Ukraina.ru cites Russian Central Election Commission member Yevgeniy Shevchenko who says that “Kyiv understands that the huge number of Ukrainians who chose to live in Russia fled from the Poroshenko regime and will never support encroaching nationalism and the glorification of fascism”.
The Ukrainian Central Elections Commission took the decision to close the five polling stations located in its embassy and consulates in Russia and move them to Georgia, Kazakhstan and Finland on the basis of a Foreign Ministry recommendation.
In a column in the prominent internet newspaper Ukrainska Pravda Ukrainian Foreign Minister Pavlo Klimkin explained that the polling stations needed to be transferred from Russia to other countries because Russia is an aggressor country against Ukraine and holding a poll in Ukrainians consulates and embassies simply is not safe.
Klimkin cites a September 2018 poll in which 56 percent of Russians said they have a negative view of Ukrainians and expresses concern for the safety of Ukrainian voters and diplomatic buildings. “Those who choose to vote will fall under the watchful eye of the Russian security service and are at risk of repression.

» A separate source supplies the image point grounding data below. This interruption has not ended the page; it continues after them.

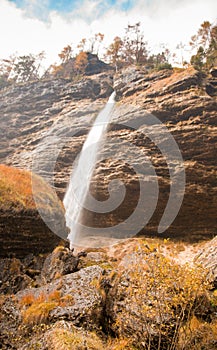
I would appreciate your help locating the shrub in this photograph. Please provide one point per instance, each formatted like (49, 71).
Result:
(155, 298)
(165, 65)
(37, 309)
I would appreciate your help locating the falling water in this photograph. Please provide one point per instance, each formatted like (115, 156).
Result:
(80, 179)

Russian prisons already hold dozens of Ukrainian political prisoners who were jailed on fabricated charges” Klimkin writes.

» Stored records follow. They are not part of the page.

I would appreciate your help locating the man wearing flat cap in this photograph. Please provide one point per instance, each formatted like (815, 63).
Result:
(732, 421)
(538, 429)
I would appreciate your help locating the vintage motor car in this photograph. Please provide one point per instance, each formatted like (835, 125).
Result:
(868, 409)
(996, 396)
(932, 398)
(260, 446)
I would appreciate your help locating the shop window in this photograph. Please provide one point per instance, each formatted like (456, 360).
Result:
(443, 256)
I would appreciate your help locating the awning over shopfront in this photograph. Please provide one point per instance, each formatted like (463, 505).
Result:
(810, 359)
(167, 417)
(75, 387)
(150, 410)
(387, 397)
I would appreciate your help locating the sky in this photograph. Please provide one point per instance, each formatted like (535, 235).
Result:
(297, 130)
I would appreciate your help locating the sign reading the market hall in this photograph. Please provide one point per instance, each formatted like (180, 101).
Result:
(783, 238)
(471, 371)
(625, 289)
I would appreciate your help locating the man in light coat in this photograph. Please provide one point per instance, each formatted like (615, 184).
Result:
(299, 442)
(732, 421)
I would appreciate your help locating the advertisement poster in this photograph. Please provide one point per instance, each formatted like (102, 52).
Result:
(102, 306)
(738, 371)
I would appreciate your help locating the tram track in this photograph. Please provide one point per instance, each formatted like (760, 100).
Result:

While there are some 2.5 million Ukrainians living in Russia, only 49,418 were actually registered to vote in the last Ukrainian presidential election held in 2014. Only a meager 1,134 actually turned out to vote, Klimkin pointed out.
Those Ukrainians who are in Russia temporarily can vote in their regular polling stations without any problems. Other Ukrainians who wish to cast their ballots in March can do so at polling stations in Georgia, Kazakhstan or Finland.